In How to Raise an Adult, Julie Lythcott-Haims draws on research, on conversations with admissions officers, educators, and employers, and on her own insights as a mother and as a student dean to highlight the ways in which overparenting harms children, their stressed-out parents, and society at large. While empathizing with the parental hopes and, especially, fears that lead to overhelping, Lythcott-Haims offers practical alternative strategies that underline the importance of allowing children to make their own mistakes and develop the resilience, resourcefulness, and inner determination necessary for success.
Relevant to parents of toddlers as well as of twentysomethings-and of special value to parents of teens-this book is a rallying cry for those who wish to ensure that the next generation can take charge of their own lives with competence and confidence.
About Julie
I am deeply interested in humans – all of us – living lives of meaning and purpose, which requires figuring out what we’re good at and what we love, and being the best version of that self we can be. So I’m interested in what gets in the way of that. I wrote this book because too many adolescents and young adults seem to be on a path of someone else’s making, while being subjected to a lot of hovering and lot of help to ensure that particular path is walked, all in furtherance of a very limited and narrow definition of “success.” I come at this issue from the dual vantage points of former university dean and parent of two teenagers, and with great empathy for humans.

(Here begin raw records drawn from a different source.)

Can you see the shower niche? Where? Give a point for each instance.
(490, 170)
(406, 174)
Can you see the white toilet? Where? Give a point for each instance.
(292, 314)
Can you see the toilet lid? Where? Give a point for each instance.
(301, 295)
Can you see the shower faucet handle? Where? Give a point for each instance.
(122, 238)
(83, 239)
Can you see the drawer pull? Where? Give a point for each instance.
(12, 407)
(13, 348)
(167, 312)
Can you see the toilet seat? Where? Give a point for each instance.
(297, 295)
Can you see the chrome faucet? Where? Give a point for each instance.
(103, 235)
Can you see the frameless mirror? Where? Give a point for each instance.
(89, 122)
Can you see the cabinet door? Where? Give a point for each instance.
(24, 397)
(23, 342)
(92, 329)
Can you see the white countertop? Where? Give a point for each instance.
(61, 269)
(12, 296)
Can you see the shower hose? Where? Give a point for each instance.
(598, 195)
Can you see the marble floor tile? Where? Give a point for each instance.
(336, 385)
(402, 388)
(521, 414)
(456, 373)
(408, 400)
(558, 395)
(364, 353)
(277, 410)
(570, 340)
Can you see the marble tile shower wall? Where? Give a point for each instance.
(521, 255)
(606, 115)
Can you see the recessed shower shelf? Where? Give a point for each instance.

I majored in American Studies at Stanford University (1989) and studied law at Harvard (1994). I practiced law in the Bay Area in the 1990s before returning to Stanford to serve in various roles including Dean of Freshmen, a position I created and held for a decade. In my final three years at Stanford I was Associate Vice Provost for Undergraduate Education and Dean of Freshmen and Undergraduate Advising, and in 2010 I received the university’s Lloyd W. Dinkelspiel Award for “creating the atmosphere that defines the undergraduate experience.” Since leaving Stanford in 2012 I’ve been pursuing an MFA at California College of the Arts in San Francisco.
In addition to non-fiction I write creative non-fiction, poetry, short stories, and plays. My work has appeared on TEDx talks and in the Chicago Tribune, Forbes, The New York Times, Slate.com, Time.com, and Huffington Post. I live in the San Francisco Bay Area with my husband, our teenagers, and my mother.